The amount of money leaving Canadians’ bank accounts to pay off debt climbed last quarter compared to income going in, according to Statistics Canada.
The agency says Friday the amount of credit market debt in proportion to household disposable income increased to 169.1 per cent in the second quarter.
That means Canadians owe $1.69 for every dollar of household disposable income.
Statistics Canada says debt ratio climbed from 168.3 per cent in the first quarter but the result is down from the same time last year when the proportion was 169.7 per cent.
On an unadjusted basis, household credit debt from credit cards, mortgages and non-mortgage loans totalled $2.16 trillion.
On a seasonally adjusted basis, households borrowed $19.6 billion in the quarter, down from the previous quarter’s figure of $22.2 billion.
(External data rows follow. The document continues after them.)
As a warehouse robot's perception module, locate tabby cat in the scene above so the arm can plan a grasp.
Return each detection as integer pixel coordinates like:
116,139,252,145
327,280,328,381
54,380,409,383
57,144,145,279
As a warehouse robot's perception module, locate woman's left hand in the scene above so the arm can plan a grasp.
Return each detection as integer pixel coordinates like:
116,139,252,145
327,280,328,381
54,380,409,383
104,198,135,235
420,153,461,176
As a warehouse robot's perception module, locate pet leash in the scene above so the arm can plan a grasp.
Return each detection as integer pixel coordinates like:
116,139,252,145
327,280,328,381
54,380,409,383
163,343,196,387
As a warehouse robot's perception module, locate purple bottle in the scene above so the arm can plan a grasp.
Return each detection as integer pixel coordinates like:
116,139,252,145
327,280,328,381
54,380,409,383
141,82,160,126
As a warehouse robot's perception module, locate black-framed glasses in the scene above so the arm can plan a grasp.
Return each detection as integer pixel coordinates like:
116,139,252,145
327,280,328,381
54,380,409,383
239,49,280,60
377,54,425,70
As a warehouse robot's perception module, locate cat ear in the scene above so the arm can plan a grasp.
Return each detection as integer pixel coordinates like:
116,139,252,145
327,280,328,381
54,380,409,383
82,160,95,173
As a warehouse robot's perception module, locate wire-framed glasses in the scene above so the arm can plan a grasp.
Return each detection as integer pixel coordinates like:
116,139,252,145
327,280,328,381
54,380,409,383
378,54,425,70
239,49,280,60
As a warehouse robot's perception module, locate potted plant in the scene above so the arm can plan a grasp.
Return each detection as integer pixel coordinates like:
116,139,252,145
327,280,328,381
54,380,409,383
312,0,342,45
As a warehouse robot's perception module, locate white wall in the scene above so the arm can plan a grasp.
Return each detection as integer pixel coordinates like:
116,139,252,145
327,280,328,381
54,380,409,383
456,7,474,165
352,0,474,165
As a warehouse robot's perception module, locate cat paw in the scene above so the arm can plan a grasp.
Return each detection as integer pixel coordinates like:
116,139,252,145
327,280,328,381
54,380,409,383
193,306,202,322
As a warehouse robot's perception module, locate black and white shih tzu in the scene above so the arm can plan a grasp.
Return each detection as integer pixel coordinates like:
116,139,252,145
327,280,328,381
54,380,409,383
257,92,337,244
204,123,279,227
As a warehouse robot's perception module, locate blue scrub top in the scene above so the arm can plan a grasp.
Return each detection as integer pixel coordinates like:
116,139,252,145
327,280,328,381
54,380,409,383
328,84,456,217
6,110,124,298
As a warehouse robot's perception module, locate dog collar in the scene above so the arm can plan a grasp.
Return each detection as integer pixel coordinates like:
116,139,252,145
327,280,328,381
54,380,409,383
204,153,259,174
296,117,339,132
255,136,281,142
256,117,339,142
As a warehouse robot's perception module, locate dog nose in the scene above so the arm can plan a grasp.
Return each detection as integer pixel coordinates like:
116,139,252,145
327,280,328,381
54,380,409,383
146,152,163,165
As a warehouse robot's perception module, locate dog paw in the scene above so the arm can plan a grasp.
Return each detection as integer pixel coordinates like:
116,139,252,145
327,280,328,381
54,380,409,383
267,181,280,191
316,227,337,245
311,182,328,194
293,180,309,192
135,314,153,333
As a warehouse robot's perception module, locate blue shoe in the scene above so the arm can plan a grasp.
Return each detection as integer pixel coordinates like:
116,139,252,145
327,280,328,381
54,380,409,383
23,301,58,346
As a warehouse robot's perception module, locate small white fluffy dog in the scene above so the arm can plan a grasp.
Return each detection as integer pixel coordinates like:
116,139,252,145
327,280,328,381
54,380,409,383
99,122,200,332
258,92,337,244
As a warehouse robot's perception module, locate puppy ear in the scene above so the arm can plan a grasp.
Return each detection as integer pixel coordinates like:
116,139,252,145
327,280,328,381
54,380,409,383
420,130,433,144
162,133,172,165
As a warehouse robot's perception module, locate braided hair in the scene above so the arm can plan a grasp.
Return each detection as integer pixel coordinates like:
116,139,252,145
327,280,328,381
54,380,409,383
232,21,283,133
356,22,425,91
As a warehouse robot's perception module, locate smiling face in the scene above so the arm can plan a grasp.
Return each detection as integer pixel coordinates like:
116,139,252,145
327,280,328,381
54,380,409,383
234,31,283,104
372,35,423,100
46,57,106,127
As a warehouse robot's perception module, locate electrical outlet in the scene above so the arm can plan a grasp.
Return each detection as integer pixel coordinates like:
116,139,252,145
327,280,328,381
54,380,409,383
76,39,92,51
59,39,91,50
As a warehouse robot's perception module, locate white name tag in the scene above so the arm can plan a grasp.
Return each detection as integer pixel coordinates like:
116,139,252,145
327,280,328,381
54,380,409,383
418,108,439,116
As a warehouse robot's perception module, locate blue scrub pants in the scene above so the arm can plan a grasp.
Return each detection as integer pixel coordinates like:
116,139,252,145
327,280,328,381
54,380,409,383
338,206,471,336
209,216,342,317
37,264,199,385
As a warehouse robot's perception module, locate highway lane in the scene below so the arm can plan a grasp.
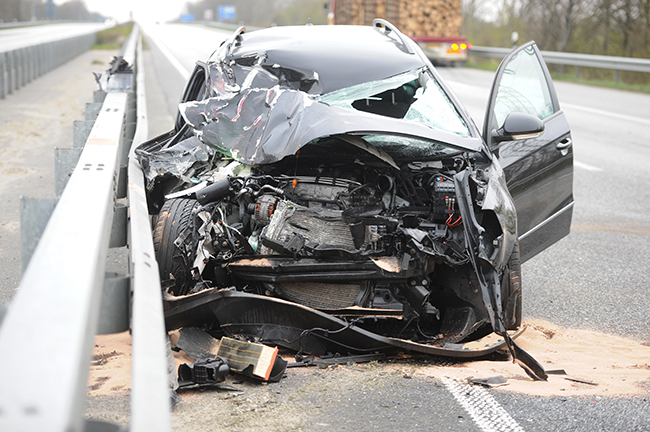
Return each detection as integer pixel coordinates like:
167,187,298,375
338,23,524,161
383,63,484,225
142,23,650,431
0,26,650,432
440,68,650,341
145,25,650,341
0,23,107,52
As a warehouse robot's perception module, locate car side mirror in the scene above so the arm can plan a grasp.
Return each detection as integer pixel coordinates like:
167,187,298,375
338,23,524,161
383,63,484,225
492,112,544,143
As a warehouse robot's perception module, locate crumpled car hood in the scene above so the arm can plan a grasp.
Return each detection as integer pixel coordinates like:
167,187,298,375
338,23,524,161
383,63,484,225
179,64,482,165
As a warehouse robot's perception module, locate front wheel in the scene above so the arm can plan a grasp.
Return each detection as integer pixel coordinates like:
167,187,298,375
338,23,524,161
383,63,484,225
153,198,199,296
501,241,522,330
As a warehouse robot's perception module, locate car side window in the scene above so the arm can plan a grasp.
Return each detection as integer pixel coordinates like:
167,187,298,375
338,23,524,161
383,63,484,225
494,46,554,127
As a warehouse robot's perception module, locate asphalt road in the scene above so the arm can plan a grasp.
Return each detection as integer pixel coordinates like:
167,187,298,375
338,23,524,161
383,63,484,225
0,22,650,431
145,26,650,431
145,25,650,342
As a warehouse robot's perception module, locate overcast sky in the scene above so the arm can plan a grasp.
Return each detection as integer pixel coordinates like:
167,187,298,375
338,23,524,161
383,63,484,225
55,0,186,22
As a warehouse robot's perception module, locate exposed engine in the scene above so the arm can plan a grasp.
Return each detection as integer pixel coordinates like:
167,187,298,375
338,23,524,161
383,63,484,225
157,144,492,342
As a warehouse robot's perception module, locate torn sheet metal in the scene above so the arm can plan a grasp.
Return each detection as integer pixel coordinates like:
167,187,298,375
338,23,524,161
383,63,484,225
164,289,523,358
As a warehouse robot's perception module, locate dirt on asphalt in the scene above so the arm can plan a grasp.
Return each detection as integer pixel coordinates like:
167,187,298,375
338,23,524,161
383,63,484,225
88,320,650,430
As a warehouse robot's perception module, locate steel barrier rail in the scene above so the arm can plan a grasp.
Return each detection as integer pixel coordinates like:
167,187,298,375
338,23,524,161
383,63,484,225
128,26,175,432
0,32,97,99
469,46,650,73
0,27,171,432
The decrease came as demand for consumer credit increased, but was more than offset by a decline in both mortgage and non-mortgage loans with the housing market slowing with tighter mortgage rules and rates.
The Canadian Counselling Society (CCS) said Friday consumer tension is not eased because of a trade spat between Canada and the United States that could spell a drawn-out trade war.
“We are hearing from Canadians who are carrying an average debt load of $30,000 – people are feeling the stress of today’s debt and wondering how they will cope with higher rates in the future and the possibility of higher unemployment as a result of a drawn-out trade war,” CCS President Scott Hannah said in a release.
A CCS annual survey reported 40 per cent of employed Canadians say they are overwhelmed by debt, up five per cent from last year.
Just over a third of Canadians say their debt load increased over the previous year.
“Unfortunately, we’ve been seeing these financial trends for a number of years now, and I can’t stress enough the importance of tracking your spending, establishing a budget, creating an emergency fund and finding ways to pay down your debt,” Hannah said.